2019-01-27 11:53:27 | 哲学

 自身の姿を「隈なく」「忠実に」映すことができる鏡を手に入れた近代人は、見かけの自己とそれを見ている自己との乖離に苦しむようになる。この乖離を自覚ししつつ、見かけのエレガンスにすべてを賭けるダンディーの心性はメランコリーであるほかはない。見かけに細心の注意をさり気なく払うことによってダンディーが守ろうとしているのは、目に見えぬ自由なる精神の高貴さであり、この意味において、ダンディーは「貴族階級」に属する。この階級は、「平等」の名の下にすべてを平均化する「民主主義」のなかで滅びざるをえない。

 Puissance et insatisfaction : car celui qui se regarde ne peut jamais se contempler comme un pur spectacle ; il est à la fois sujet et objet, juge et partie, bourreau et victime, tiraillé entre ce qu’il est et ce qu’il sait ; il prend conscience de la distance, tout en continuant d’adhérer à l’image et son malheur vient de ce demi-acquiescement. Le dandy incarne cette forme ultime de la conscience de soi par où, acteur de soi-même, il ne cesse de contempler cette séparation douloureuse de l’être et de l’apparence et de s’identifier au moi spéculaire : le dandy a la « beauté d’un crépuscule endeuillé » ; après lui, survient le temps de la désillusion et de l’ennui, où le sujet se dissout dans le jeu des réflexions ou se décompose dans l’impersonnalité (S. MELCHIOR-BONNET, Histoire du miroir, op. cit., p. 267-268).

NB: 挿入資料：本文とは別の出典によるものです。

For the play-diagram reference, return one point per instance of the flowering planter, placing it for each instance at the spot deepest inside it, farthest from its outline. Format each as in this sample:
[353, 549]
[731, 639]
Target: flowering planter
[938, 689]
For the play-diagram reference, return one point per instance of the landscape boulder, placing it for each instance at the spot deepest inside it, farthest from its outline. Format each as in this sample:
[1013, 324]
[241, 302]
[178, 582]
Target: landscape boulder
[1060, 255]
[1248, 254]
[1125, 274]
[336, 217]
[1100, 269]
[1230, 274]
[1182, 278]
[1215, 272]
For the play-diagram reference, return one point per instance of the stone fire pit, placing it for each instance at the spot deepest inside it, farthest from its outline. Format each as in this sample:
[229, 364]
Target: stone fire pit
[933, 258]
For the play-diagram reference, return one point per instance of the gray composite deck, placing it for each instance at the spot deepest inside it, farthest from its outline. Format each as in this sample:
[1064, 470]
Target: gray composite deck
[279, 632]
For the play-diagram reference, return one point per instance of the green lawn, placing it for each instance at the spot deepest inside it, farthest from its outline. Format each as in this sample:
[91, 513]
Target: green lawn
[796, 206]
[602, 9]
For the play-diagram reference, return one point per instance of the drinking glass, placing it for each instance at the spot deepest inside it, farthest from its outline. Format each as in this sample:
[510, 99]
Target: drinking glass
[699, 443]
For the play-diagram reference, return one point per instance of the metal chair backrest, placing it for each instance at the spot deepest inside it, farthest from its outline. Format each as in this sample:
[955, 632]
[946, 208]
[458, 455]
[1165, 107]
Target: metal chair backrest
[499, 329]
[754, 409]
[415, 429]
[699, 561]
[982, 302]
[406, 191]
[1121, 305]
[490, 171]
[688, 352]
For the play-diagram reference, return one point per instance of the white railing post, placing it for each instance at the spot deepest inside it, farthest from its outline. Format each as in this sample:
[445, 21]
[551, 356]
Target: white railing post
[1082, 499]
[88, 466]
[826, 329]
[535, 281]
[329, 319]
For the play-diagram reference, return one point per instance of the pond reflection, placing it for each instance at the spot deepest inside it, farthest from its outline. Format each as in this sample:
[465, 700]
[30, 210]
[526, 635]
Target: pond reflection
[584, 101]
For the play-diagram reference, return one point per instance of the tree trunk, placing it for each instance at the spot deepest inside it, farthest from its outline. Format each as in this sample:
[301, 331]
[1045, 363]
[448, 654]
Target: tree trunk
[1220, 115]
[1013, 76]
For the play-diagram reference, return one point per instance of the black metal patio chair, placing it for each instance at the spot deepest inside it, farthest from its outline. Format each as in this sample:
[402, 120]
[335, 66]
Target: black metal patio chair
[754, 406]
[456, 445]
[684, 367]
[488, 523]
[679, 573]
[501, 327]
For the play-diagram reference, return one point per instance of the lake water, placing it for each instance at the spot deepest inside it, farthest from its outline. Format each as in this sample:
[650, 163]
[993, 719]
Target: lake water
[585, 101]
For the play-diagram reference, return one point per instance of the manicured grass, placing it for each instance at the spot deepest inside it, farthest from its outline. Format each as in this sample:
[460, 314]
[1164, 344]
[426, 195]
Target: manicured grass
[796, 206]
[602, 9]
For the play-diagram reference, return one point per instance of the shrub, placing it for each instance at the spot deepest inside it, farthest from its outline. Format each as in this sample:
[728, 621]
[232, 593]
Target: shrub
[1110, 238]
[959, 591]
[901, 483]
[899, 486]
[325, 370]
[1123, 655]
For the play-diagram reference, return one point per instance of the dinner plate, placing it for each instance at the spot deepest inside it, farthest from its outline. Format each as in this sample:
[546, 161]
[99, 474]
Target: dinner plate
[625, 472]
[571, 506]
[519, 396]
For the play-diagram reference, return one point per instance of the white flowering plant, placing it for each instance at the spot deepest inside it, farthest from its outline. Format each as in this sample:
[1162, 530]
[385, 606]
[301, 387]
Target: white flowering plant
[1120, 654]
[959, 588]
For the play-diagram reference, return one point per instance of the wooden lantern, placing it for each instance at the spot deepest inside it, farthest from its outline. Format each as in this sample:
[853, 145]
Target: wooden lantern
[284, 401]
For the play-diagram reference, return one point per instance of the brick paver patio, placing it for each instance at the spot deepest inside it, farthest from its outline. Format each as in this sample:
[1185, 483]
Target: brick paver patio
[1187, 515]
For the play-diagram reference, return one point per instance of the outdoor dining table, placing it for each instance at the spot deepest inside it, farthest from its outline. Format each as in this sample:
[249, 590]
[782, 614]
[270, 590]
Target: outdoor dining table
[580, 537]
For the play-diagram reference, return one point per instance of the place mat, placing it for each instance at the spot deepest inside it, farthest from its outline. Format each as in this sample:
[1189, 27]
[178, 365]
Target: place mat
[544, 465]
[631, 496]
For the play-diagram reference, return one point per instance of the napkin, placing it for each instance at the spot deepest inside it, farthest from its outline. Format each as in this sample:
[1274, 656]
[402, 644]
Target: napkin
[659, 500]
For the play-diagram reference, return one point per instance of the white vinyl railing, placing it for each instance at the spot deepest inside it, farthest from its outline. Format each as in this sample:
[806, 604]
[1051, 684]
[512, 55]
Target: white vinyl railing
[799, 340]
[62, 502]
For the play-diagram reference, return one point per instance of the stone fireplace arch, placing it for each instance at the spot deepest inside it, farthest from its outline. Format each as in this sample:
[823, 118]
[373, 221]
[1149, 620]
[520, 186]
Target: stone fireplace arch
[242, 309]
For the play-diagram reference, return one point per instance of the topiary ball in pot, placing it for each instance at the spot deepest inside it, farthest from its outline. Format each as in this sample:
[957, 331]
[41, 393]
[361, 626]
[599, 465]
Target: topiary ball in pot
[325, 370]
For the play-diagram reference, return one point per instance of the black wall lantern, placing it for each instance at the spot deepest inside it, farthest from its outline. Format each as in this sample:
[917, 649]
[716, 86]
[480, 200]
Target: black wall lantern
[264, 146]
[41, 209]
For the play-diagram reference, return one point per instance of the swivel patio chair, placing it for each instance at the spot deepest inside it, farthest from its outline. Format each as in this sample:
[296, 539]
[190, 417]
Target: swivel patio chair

 力と不満。なぜなら自分の姿を見る者は、純粋な光景として自分を熟視することは決してできないからである。彼は主体であると同時に対象でもあり、裁く者でありかつ裁かれる者であり、処刑者であるとともに処刑される者でもあり、実際にそうであるところの自分と自分が知っている自分とのあいだで引き裂かれている。彼は映った像に与し続けているにもかかわらず、像との隔たりは自覚しており、この中途半端な同意から彼の不幸が生まれる。ダンディーは自意識のこの最終形態を体現しており、ゆえに自分自身の役者である彼は、実在物と見かけとのつらい分離を熟視し続け、そして鏡に映った自我と一体化し続ける。ダンディーには、「悲しみに沈むたそがれの美しさ」がある。その後には幻滅と倦怠の時が不意に訪れ、そのとき主体は、反射の戯れのなかで解体するか、あるいは没個性のなかで分解される。(『鏡の文化史』前掲書、292頁)

 この引用中の「悲しみに沈むたそがれの美しさ」(« la beauté d’un crépuscule endeuillé »)というそれ自体が美しい表現は、スタロバンスキーの La mélancolie au miroir. Trois lectures de Baudelaire, Julliard, 1989, p. 25 の中の一文 « Le dandysme a la beauté d’un crépuscule endeuillé. » からの引用である。この一文の直後に、スタロバンスキーは、ボードレールの Le Peintre de la vie moderne の中の « Le dandy » から次の一節を引用する。

Le dandysme est un soleil couchant ; comme l’astre qui décline, il est superbe, sans chaleur et plein de mélancolie (Œuvres complètes, II, p. 712).

 この悲しみに沈む黄昏の美しさは、爛熟した文明の末期にその理想を守ろうと洗練された身だしなみで陽気に冷たく振る舞う憂鬱なる精神的貴族たちとともに消えてゆくほかはない。